Objectif emploi: s’acharner contre le bon sens

Les présidents des quatre grandes centrales ont publié un texte dans lequel ils remettent en question la pertinence de mettre en place le programme Objectif emploi. Celui-ci s’adresse aux premiers demandeurs d’aide sociale et vise à améliorer leurs compétences pour une future entrée sur le marché du travail. Leur argument est que l’approche « punitive » d’un tel programme n’a jamais démontré son efficacité là où elle fut expérimentée. Je « m’acharnerais », semble-t-il, à nier une évidence en allant jusqu’à renier des écrits antérieurs. Les choses ne sont évidemment pas si simples.

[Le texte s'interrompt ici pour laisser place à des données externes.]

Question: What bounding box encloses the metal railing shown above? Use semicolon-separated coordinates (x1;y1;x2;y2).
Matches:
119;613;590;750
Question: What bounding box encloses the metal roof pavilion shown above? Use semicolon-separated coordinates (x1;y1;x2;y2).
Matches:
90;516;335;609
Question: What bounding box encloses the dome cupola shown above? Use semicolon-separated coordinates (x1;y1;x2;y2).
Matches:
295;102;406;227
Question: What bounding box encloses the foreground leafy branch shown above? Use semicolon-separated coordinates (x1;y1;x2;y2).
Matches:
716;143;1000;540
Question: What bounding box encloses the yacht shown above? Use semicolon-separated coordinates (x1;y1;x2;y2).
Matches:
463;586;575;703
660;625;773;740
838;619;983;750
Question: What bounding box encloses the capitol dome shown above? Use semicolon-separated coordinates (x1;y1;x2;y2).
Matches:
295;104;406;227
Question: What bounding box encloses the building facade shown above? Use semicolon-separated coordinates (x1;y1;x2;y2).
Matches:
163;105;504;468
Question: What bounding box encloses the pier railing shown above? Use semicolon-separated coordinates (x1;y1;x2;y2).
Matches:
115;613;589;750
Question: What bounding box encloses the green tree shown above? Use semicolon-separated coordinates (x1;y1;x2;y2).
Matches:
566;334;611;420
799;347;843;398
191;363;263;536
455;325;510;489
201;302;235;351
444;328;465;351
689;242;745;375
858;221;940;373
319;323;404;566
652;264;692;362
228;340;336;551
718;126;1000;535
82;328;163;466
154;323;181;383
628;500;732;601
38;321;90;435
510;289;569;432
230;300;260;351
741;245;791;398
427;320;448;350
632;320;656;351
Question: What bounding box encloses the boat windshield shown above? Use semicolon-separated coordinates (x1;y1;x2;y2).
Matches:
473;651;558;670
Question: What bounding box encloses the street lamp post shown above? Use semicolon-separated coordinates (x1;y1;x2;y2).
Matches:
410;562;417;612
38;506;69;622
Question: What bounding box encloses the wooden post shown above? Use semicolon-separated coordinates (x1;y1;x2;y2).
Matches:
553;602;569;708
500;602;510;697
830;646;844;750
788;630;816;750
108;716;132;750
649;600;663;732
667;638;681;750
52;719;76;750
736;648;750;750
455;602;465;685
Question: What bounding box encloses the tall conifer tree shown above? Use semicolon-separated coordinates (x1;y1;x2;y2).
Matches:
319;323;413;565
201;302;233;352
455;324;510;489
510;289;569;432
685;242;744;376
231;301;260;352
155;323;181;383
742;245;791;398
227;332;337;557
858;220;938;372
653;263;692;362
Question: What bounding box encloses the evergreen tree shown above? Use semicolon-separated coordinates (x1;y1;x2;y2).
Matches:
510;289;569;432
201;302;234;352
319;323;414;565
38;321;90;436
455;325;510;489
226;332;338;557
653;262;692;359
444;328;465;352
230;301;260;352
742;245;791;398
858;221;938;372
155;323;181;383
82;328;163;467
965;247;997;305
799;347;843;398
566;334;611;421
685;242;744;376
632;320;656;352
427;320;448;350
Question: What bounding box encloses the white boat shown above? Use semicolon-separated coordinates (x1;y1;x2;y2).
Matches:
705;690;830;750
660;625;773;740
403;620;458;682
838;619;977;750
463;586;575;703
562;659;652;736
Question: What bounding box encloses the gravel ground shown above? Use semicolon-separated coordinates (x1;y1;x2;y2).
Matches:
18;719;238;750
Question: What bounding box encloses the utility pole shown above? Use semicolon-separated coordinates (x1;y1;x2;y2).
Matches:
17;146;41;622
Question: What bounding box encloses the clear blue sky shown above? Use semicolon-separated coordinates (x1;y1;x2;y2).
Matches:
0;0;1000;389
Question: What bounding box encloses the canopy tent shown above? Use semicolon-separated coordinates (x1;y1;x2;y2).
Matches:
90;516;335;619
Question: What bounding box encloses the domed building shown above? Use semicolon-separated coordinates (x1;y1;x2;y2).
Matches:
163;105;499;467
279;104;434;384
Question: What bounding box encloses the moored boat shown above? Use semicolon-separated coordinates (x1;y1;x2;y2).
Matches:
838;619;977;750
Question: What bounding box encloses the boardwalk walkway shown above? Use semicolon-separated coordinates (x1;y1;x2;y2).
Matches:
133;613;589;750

Objectif emploi est un programme d’insertion sociale axé sur le suivi personnalisé et la participation à des mesures d’intégration sociale (formation, recherche d’emploi, développement d’habiletés sociales). Sa durée prescrite est d’un an. La plupart de ces mesures sont déjà offertes aujourd’hui et elles donnent de très bons résultats aux participants qui les poursuivent jusqu’à la fin. Cependant, la grande majorité des assistés sociaux n’y participent pas et plusieurs abandonnent en chemin. Dans le but d’augmenter la participation des premiers demandeurs, et non pas de punir qui que ce soit, nous proposons d’augmenter l’aide de dernier recours pour les participants à un niveau jamais atteint jusqu’ici. Nous prévoyons aussi, à des fins dissuasives, des diminutions progressives et limitées s’ils cessent sans raison valable leur participation.
Rappelons tout d’abord que de telles diminutions dans le chèque de base existent depuis toujours pour d’autres circonstances. Elles touchent aujourd’hui des milliers de prestataires et elles ont une durée indéterminée. Dans le cas d’Objectif emploi cependant, elles seront appliquées de façon graduelle, très limitées dans le temps et, surtout, elles seront facilement révocables. Si le coeur d’Objectif emploi reposait, comme le prétendent les auteurs, sur des « punitions », alors celles-ci devraient nécessairement être plus lourdes, durables et irrévocables. De telles façons de faire ont été tentées ailleurs et nous ne les préconisons pas.
Notre approche n’est pas punitive
Si notre approche était punitive et coercitive, nous n’insisterions pas autant pour que la rencontre initiale d’évaluation des nouveaux prestataires ait lieu dans les meilleurs délais après avoir reconnu leur admissibilité. Nous n’axerions pas cette rencontre sur l’évaluation de la situation de cette personne et sur l’importance qu’elle en vienne à choisir un parcours réaliste et bien adapté à sa situation. Les chefs syndicaux sont-ils au courant qu’au Québec, il est impossible de convoquer pour une simple rencontre d’évaluation un nouveau demandeur d’aide sociale ? Que proposent-ils pour mettre fin à cette singularité québécoise ?
Si l’approche d’Objectif emploi était punitive, elle obligerait les participants à atteindre des résultats précis dans des délais stricts. Nous nous attendons plutôt à une participation raisonnable au parcours choisi, à la hauteur des capacités de chacun, sans plus. Une approche punitive ne prioriserait pas non la formation sur la prise d’emploi à court terme. Elle n’accorderait pas de généreux suppléments aux participants et ne permettrait pas au bénéficiaire qui en fait la demande de prolonger son admissibilité afin qu’il poursuive et termine ses études. Elle n’augmenterait pas, enfin, les budgets des organismes partenaires qui prennent en charge cette clientèle.
Nos dirigeants syndicaux commettent l’erreur de confondre Objectif emploi et des expériences de travail forcé menées dans d’autres pays au cours des 40 dernières années, dont certaines ne se sont pas avérées concluantes en matière de diminution permanente de la pauvreté. Je n’ai jamais adhéré au workfare pour des raisons de principe et d’efficacité même si bien des pays, et parmi eux des pays scandinaves bien en vue au sein des organisations syndicales québécoises, lui font une place de choix. Je préfère de loin le programme Objectif emploi qui, lui, est entièrement voué au développement des compétences dans un contexte où le Québec n’a jamais eu autant de perspectives à offrir à sa jeunesse. Dire le contraire, c’est s’acharner à nier que le Québec change.